Foster, who holds a research chair in sustainable rural futures in Atlantic Canada, is launching a five-year research project on the issue entitled, "Seeing the Future in It: Generations and work in Atlantic Canada."
Stories behind the stats
She said she's hoping to add more context to the statistics that are often shown.
"I think when you look at the numerical data it's informative to a point, it tells us about broad trends, but it doesn't necessarily get into the really complex dynamics and decision-making processes around who stays and who goes," said Foster.
She wants to look further into how youth determine whether they will pursue a traditional career that has been in their family or do something new.
"I think it's important for us to know whether there's a crisis up ahead and what we might want to do about it," she said. "In order to understand that the numbers are really important, but the stories are really important, too."
She said this research could be useful at a policy level. It could be used by government when it comes to granting loans if it was determined that money was the greatest impediment to young people taking over family farms.
Rick Williams of Praxis Research, which works primarily in fisheries policy studies, has just completed a three-year study on rural labour supply demographics, primarily in the fishing industry.
He said in 2016, up to 40 per cent of Atlantic fishing captains planned to retire within 10 years.
Problem affects many industries
Williams said there has been a dramatic decline in the number of young people coming into the fishing industry over the last 20 years.

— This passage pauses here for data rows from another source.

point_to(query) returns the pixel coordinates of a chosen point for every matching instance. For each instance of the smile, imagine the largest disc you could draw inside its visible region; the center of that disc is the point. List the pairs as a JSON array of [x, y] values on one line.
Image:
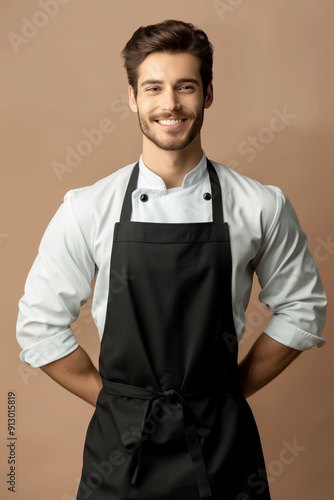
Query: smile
[[171, 124]]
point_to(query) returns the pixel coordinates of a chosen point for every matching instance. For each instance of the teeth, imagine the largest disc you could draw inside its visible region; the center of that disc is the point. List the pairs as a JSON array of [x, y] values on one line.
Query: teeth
[[170, 122]]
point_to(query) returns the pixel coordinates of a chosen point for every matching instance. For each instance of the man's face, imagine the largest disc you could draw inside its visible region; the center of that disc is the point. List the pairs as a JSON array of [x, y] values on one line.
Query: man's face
[[170, 102]]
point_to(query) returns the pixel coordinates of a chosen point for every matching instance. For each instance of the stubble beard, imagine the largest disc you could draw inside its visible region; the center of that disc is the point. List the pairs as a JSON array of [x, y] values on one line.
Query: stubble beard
[[173, 143]]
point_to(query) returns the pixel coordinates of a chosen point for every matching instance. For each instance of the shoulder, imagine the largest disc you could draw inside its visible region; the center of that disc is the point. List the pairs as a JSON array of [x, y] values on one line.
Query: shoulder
[[101, 190], [250, 198], [97, 207]]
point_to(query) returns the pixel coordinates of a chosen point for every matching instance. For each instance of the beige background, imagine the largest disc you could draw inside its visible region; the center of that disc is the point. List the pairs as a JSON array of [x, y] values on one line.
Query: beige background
[[68, 77]]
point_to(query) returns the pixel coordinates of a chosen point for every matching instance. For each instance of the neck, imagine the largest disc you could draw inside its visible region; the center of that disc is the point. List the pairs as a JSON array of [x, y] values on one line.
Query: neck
[[172, 166]]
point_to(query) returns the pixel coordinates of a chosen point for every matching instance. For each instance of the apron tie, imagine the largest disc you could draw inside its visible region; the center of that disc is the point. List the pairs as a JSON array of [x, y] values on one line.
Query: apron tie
[[117, 388]]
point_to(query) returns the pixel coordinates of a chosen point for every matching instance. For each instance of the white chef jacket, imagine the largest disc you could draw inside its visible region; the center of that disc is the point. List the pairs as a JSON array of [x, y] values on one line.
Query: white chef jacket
[[265, 237]]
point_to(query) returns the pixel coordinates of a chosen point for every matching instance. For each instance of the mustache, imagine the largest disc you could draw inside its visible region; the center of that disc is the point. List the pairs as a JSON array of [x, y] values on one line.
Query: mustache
[[171, 117]]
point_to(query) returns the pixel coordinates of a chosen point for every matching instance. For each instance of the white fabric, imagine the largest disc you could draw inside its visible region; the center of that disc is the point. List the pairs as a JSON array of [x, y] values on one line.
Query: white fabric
[[265, 237]]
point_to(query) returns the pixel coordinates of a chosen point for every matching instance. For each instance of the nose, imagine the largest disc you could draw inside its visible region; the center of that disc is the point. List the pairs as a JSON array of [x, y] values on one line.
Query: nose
[[170, 100]]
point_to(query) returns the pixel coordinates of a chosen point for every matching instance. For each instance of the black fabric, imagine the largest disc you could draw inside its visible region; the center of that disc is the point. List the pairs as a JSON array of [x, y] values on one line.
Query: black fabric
[[171, 421]]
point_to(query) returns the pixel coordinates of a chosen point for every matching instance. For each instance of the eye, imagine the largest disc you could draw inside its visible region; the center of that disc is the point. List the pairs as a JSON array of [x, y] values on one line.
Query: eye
[[187, 88]]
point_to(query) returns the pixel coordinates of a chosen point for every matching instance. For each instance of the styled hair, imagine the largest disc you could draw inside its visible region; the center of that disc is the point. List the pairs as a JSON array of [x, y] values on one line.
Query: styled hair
[[172, 37]]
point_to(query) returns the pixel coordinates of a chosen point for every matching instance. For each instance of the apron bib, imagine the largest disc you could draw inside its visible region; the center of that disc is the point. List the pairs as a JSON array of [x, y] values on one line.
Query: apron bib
[[171, 421]]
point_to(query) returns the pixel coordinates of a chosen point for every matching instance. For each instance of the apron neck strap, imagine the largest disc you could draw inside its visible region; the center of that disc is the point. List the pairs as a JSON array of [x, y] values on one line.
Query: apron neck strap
[[217, 204]]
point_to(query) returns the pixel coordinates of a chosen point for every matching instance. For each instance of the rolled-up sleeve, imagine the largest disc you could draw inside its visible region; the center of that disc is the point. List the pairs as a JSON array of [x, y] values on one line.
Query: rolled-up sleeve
[[290, 281], [58, 284]]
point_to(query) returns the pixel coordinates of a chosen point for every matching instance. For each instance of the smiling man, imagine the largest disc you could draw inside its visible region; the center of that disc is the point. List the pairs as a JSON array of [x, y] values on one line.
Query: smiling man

He said this could affect where licences go once fishing captains retire.
He said this problem is affecting many different industries in the province. "The current demographic for rural regions in Nova Scotia is for every 100 people that retire in the next 10 years, there only are 75 young people to replace them."
Elspeth McLean-Wile of Wile's Lake Farm Market in Wileville, N.S., said that employment rates have changed drastically in her 33 years in business.
But in the past three-to-five years, she said she and her husband have been finding it increasingly difficult to find youth to employ in their seasonal business. She said they were unable to find anyone to work in their greenhouse this year.
Despite being able to hire great youth over the years, she said there has been a general change in work ethic and availability. She said students would often stay through their high school and university years.
Workers demand flexibility
She said this is no longer the case, and she believes the perspective for how work fits in life has changed in youth.
"They want their employer to be very flexible in adapting to their needs outside of the workplace," she said.
McLean-Wile said she is now looking toward hiring retirees to work for the business. She recently hired one after a student quit just a couple weeks into this year's busy season.
Foster's research project will look into what kinds of careers young people are looking for in the region.
She will be conducting a telephone survey with a sample size of 2,000 respondents in rural areas of Atlantic Canada.
Foster will also do interviews over several years with about a dozen rural families across the region. They will be families who either own farms, fishing boats or small businesses.